Biedenkopf, Hinterlandmuseum

Das Hinterlandmuseum im Schloss Biedenkopf ist das kulturgeschichtliche Museum für den ehemaligen Kreis Biedenkopf, das sog. Hessische Hinterland. Es wurde am 25. September 1908 von dem ein Jahr zuvor entstandenen Geschichtsverein für den Kreis Biedenkopf, dem heutigen Hinterländer Geschichtsverein, gegründet und hat seinen Sitz von Anfang an im Schloss Biedenkopf, Das Schloss gehörte bis 1937 dem Königreich bzw.

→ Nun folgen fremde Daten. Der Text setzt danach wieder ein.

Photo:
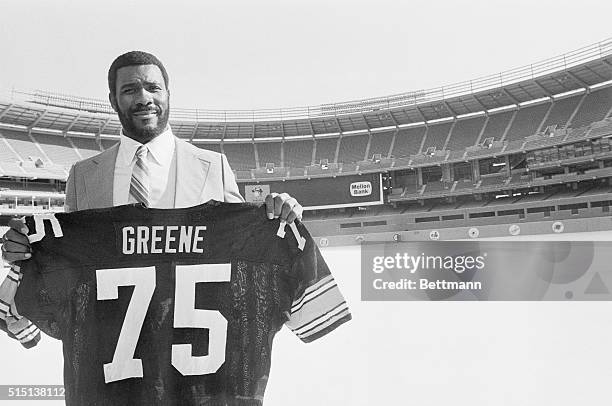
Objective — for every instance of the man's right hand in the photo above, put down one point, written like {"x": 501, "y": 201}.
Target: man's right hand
{"x": 15, "y": 243}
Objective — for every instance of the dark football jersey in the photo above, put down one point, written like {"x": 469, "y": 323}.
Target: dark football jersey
{"x": 173, "y": 307}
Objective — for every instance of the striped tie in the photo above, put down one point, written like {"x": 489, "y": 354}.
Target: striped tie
{"x": 139, "y": 186}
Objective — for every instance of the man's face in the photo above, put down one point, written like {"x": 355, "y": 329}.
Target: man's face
{"x": 141, "y": 100}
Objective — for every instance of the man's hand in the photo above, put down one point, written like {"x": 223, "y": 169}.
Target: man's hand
{"x": 15, "y": 243}
{"x": 284, "y": 207}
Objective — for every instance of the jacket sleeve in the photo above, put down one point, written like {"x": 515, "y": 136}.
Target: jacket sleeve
{"x": 231, "y": 193}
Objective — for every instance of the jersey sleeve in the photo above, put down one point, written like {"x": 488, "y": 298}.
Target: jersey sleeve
{"x": 318, "y": 306}
{"x": 16, "y": 326}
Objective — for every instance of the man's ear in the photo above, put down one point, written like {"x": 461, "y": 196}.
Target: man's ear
{"x": 113, "y": 100}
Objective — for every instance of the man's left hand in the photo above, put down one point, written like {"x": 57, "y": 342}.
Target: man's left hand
{"x": 284, "y": 207}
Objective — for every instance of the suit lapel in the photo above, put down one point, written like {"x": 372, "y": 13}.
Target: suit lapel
{"x": 191, "y": 173}
{"x": 99, "y": 179}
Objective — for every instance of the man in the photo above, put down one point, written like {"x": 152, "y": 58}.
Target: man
{"x": 149, "y": 165}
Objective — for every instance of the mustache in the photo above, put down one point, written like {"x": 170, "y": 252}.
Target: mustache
{"x": 146, "y": 110}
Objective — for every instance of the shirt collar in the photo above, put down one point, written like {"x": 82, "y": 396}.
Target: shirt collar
{"x": 160, "y": 147}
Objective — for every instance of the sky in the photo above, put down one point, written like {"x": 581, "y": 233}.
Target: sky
{"x": 276, "y": 54}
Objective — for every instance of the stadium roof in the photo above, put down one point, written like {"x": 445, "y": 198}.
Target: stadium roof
{"x": 574, "y": 71}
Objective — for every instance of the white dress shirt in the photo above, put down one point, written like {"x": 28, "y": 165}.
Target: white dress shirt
{"x": 161, "y": 161}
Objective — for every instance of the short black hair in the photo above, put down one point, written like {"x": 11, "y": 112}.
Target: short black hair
{"x": 130, "y": 59}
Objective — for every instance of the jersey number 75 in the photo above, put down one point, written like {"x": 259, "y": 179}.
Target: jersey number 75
{"x": 124, "y": 365}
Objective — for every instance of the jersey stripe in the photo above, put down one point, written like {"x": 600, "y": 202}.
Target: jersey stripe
{"x": 311, "y": 288}
{"x": 324, "y": 317}
{"x": 313, "y": 295}
{"x": 329, "y": 324}
{"x": 18, "y": 327}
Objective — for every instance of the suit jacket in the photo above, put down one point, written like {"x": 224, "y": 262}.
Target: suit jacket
{"x": 201, "y": 175}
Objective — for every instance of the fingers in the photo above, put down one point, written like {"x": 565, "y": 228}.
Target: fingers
{"x": 291, "y": 210}
{"x": 270, "y": 205}
{"x": 15, "y": 244}
{"x": 18, "y": 225}
{"x": 284, "y": 207}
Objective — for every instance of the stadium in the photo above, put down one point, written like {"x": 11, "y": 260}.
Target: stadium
{"x": 420, "y": 121}
{"x": 525, "y": 151}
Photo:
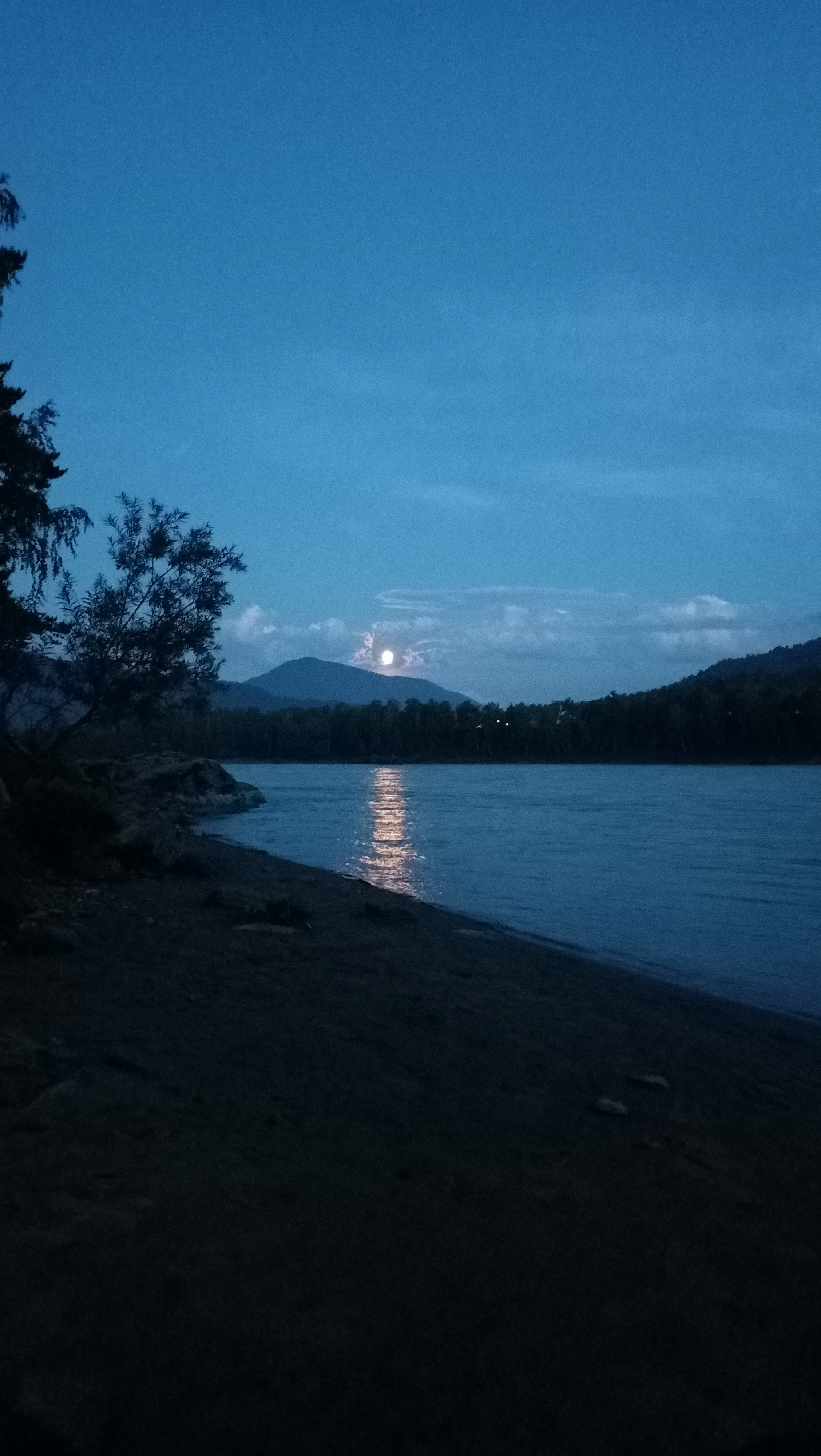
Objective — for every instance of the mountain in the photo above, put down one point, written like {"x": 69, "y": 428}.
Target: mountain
{"x": 242, "y": 695}
{"x": 308, "y": 682}
{"x": 782, "y": 662}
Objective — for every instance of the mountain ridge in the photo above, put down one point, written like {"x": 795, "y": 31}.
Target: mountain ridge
{"x": 311, "y": 682}
{"x": 780, "y": 662}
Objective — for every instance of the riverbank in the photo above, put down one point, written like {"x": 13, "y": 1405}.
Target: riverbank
{"x": 338, "y": 1183}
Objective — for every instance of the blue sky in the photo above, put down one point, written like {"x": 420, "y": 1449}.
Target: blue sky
{"x": 491, "y": 334}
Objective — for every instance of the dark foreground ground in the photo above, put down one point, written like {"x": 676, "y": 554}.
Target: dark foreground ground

Freistaat Preußen ging dann an den Kreis Biedenkopf über. Der Schwerpunkt der rasch anwachsenden Sammlungen, die heute rund 30.000 Objekte umfassen, lag vor allem bei Trachten, Möbelstücken und Alltagsgegenständen aus dem Hinterland. Unter dem Museumsleiter Friedrich Stoppel wurde nach dem Zweiten Weltkrieg eine industriegeschichtliche Abteilung aufgebaut, die den Bergbau und das Hüttenwesen des Hinterlands in ausgewählten Objekten darstellte.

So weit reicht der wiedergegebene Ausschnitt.